Members of the 'EMS Live' team are, from left, Allison Busdeker, 14, Noah Caris, 13, Ashton Brown, 14, Katelyn Miller, 14, Jessica Thornton, 14.
zapotosky / blade Enlarge
Several Eastwood Middle School students say they try to act like news anchor Chrys Peterson of WTOL-TV, Channel 11, or sports anchor Brad Fanning of WUPW-TV, Channel 36, while on camera, but readily admit that it doesn't always work.
The five eighth-grade students who make up the "EMS Live" news team in Pemberville try to deliver their reports like the pros, but sometimes can't help the giggles and telling jokes.
"We try to make it funny or no one will watch it," said Katelyn Miller, 14. "I think it needs to be funny."
"EMS Live" is a news show produced by middle-school students for their peers to inform them every Friday morning of upcoming school and community events, said Cindy Stanfield, a social studies and computer teacher who helps film and edit the show.
"I think the students can relate to it," said Allison Busdeker, 14, the entertainment reporter. "It's stuff they probably are involved in."
The students deliver the news, weather, sports, and entertainment reports from memory or through conducting on-screen interviews amid extra features, like the joke of the week.

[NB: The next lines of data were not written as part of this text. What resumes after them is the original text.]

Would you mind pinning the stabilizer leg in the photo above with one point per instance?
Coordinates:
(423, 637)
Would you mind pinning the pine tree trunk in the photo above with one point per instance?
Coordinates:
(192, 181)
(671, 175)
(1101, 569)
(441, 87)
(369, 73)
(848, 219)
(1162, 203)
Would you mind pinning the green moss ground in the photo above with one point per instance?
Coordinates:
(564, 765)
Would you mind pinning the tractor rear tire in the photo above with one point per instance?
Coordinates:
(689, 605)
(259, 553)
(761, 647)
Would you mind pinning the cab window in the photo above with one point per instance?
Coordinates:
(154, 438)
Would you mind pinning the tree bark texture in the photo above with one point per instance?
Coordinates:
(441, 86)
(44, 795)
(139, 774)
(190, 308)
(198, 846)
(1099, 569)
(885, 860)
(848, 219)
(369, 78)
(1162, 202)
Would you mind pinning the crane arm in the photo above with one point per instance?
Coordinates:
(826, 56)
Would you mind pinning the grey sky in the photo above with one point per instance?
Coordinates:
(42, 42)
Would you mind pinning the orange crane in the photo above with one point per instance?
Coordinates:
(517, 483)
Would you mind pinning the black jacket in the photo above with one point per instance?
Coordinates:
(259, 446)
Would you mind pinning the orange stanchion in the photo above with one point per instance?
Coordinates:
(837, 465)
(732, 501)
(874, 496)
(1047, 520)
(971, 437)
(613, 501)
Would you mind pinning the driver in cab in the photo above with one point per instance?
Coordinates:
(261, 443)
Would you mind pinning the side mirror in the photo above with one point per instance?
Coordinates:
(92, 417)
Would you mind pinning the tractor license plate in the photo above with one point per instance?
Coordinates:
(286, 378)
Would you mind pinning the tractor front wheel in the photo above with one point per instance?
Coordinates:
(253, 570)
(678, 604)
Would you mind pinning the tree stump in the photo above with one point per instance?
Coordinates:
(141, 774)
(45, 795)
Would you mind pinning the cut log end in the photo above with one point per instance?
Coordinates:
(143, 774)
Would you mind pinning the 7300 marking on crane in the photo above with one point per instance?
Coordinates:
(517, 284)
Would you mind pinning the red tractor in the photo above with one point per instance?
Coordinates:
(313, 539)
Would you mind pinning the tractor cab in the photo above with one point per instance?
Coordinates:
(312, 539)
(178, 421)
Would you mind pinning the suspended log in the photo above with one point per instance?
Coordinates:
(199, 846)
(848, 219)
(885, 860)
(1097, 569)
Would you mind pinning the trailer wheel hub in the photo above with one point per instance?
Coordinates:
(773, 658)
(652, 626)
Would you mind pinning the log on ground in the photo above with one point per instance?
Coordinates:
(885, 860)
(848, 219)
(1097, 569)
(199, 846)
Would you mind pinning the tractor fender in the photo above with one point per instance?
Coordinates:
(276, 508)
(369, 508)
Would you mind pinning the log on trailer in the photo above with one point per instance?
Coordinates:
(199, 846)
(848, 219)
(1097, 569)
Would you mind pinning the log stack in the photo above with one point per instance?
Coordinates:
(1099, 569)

"We talk about what kids want to hear about, like dances, sports, and entertainment," Katelyn said.
Ms. Stanfield said the school's rotations team - a group of about a dozen people who have contact with all middle-school grade levels - came up with the idea for the show in the fall, and implemented it after seeking out student nominations from eighth-grade teachers.
Teachers nominated five eighth graders - known as "the team," as one teacher referred to them as - to produce the show based on their writing skills, grades, and personality.
Noah Caris, 13, joins Katelyn as the two news anchors because they said they enjoy interviewing on a variety of topics.
"I get to cover everything," Noah said, adding that his favorite assignment so far has been asking what his peers were planning to do on spring break.
"They're very energetic," Ms. Stanfield said, adding that she's heard positive feedback from teachers and the administration about the show. "They're an easy group to work with. You give them direction, and they put their own creative spin on it."
From wearing oversized pink sunglasses to having her feet in a kiddie pool next to a pile of snow while delivering her weather report, Jessica Thornton, 14, is the comedian of the group, Ms. Stanfield said.
"I'm known as 'the weather girl'●" Jessica said. "But it's not hard doing the weather. I'd rather do that than sit in class."
If they weren't filming the show three times a week, the students would be sitting in their academic assistance class, which is held 29 minutes before their first class begins.
Because she is rushed filming and editing during the week, Ms. Stanfield said she would like to see the show offered as a class. "It's such a short amount of time [to film and edit], Ms. Stanfield said. "Right now, we film where we can with props we can get."
But the team agreed that working on the show was much more fun than sitting in class.
"I like having fun before school," said sportscaster Ashton Brown, 14, a member of the football, wrestling, track, and baseball teams. "This is probably my favorite part of school."